Diabetes affects over 16 million Americans and this staggering number is progressively increasing. Did you know that the most common form of diabetes is adult-onset diabetes, or type 2 diabetes? This means that this disease is not inherited from great aunt Mildie.
So what is this deadly life disrupter? Diabetes is a complex disease that happens when the body is unable to produce insulin. Insulin is a hormone that takes the sugar out of the blood and puts it into cells where it can be used for energy. Diabetics need help in this situation.
Adult-onset diabetes (type 2) usually strikes people who are over 40 years old, who are overweight, who have a sedentary lifestyle, and those of different races such as African, Native American, Japanese, Latino and Polynesian descent are all more at risk for beign diagnosed with type 2 diabetes.
So how does this affect my eyes?
The most common complication of diabetes is a diabetic eye disease. Diabetic eye disease refers to a group of mild worsening eyes problems that people with diabetes may develop. People with diabetes are almost twice as likely to develop eye complications as other adults who do not have diabetes.
Glaucoma is one of the leading causes of blindness for diabetic patients between the ages of 18-65 years of age. It's been estimated that over 3 million people now have glaucoma, yet only half of that amount actually know that they have it and have been diagnosed. While most people are familiar with the eye disease glaucoma, few are aware of why glaucoma is such a significant threat to sight.
Glaucoma is one of these diseases. Glaucoma is a group of diseases that can lead to damage to the eye's optic nerve and even loss of vision. Glaucoma is characterized by increased fluid pressure inside the eye and because it usually does not have early symptoms, glaucoma is often called "the sneak thief of sight," as doctors often call it.

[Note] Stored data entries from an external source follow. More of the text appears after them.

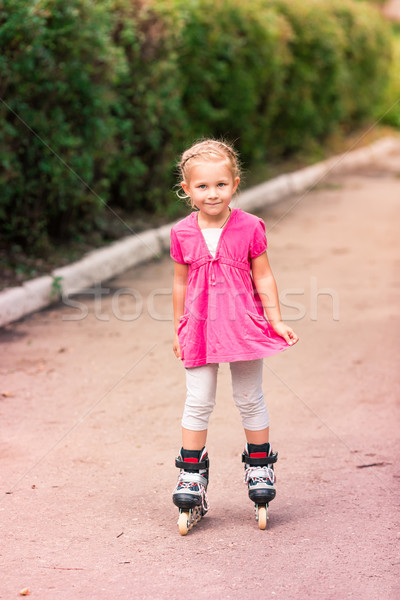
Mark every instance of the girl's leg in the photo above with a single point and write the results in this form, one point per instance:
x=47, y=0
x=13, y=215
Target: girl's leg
x=249, y=398
x=201, y=385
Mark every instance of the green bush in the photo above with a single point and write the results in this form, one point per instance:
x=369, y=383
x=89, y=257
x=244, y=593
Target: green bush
x=147, y=112
x=367, y=57
x=340, y=52
x=55, y=72
x=116, y=89
x=233, y=58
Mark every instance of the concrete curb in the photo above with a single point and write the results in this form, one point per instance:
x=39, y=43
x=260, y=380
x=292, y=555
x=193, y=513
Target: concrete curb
x=105, y=263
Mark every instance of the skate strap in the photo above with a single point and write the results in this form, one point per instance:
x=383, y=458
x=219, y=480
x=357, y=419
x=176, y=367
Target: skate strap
x=181, y=464
x=261, y=462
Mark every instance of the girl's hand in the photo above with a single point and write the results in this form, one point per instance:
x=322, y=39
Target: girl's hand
x=176, y=348
x=286, y=332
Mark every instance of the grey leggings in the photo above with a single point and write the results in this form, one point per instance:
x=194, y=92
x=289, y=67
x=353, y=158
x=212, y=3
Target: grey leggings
x=201, y=384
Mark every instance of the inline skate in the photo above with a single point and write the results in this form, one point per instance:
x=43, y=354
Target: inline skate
x=259, y=475
x=190, y=494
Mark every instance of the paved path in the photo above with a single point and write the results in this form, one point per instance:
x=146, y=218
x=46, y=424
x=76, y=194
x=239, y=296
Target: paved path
x=90, y=412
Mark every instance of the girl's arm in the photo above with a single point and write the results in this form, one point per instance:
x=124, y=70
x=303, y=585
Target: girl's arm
x=178, y=299
x=268, y=292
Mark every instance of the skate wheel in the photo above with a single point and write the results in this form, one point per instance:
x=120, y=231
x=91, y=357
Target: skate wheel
x=262, y=517
x=183, y=522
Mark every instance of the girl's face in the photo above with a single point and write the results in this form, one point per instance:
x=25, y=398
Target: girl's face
x=211, y=186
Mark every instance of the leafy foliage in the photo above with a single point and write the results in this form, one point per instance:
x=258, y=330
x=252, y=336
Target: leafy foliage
x=99, y=98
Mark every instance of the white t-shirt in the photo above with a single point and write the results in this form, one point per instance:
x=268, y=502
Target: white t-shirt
x=211, y=237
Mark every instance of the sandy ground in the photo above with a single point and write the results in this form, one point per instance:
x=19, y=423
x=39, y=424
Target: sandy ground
x=90, y=407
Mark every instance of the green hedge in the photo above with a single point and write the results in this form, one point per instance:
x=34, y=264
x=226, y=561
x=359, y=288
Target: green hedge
x=118, y=88
x=57, y=67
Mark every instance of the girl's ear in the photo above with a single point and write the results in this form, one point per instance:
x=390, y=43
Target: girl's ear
x=185, y=187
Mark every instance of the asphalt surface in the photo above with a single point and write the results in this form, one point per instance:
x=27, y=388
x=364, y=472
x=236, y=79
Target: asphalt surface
x=91, y=398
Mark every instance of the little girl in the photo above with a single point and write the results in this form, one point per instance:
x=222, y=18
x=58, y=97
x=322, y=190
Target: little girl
x=223, y=286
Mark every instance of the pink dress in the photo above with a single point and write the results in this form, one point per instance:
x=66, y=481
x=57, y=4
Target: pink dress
x=224, y=318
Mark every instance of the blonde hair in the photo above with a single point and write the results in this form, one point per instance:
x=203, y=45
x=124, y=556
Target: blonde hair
x=208, y=149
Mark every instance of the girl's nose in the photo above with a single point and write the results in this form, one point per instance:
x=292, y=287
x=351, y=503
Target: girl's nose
x=213, y=192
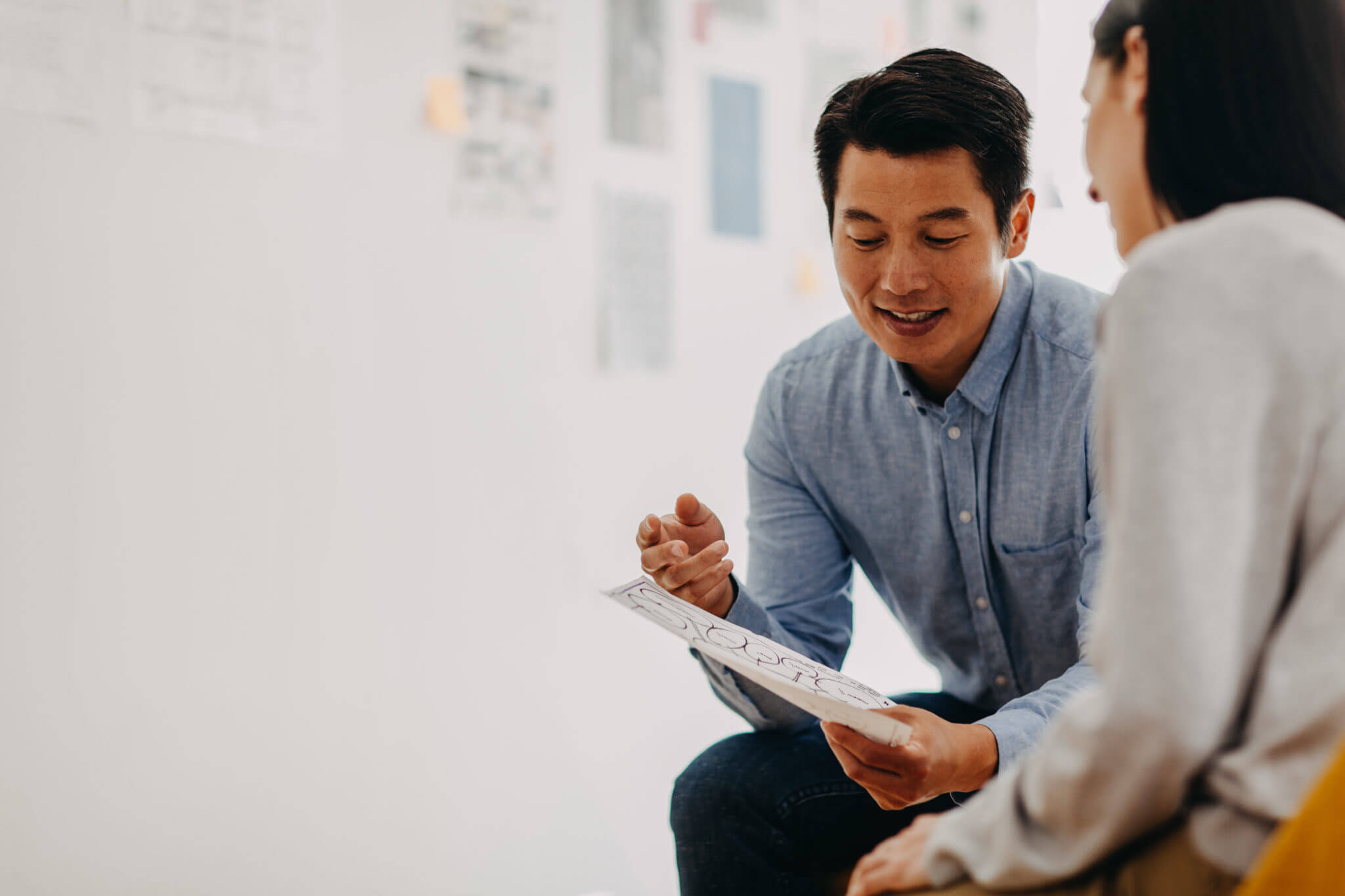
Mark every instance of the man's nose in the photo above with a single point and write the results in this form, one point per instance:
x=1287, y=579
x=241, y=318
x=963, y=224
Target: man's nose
x=904, y=274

During a diabetic's lifetime, nearly half of the nation's estimated 16 million of them will develop some degree of diabetic retinopathy, including glaucoma. As many as 25,000 people go blind annually and this is all caused by diabetes.
What are the risk factors for being diagnosed with glaucoma?
1. Age – those who are older than 75
2. Central corneal thickness less than 555 microns
4. Gender – Males are more prone than females
5. Positive family history of glaucoma in a family member
6. Race – Africans are more prone than other races
7. Strong or high eye pressure
In order to ensure the safety of your eyes, you must protect your eyes. Since eye complications are most common with diabetes, it's very important that diabetics get their eyes examined on a regular basis. The National Eye Institute strongly recommends that diabetics get a dilated eye exam at least once a year.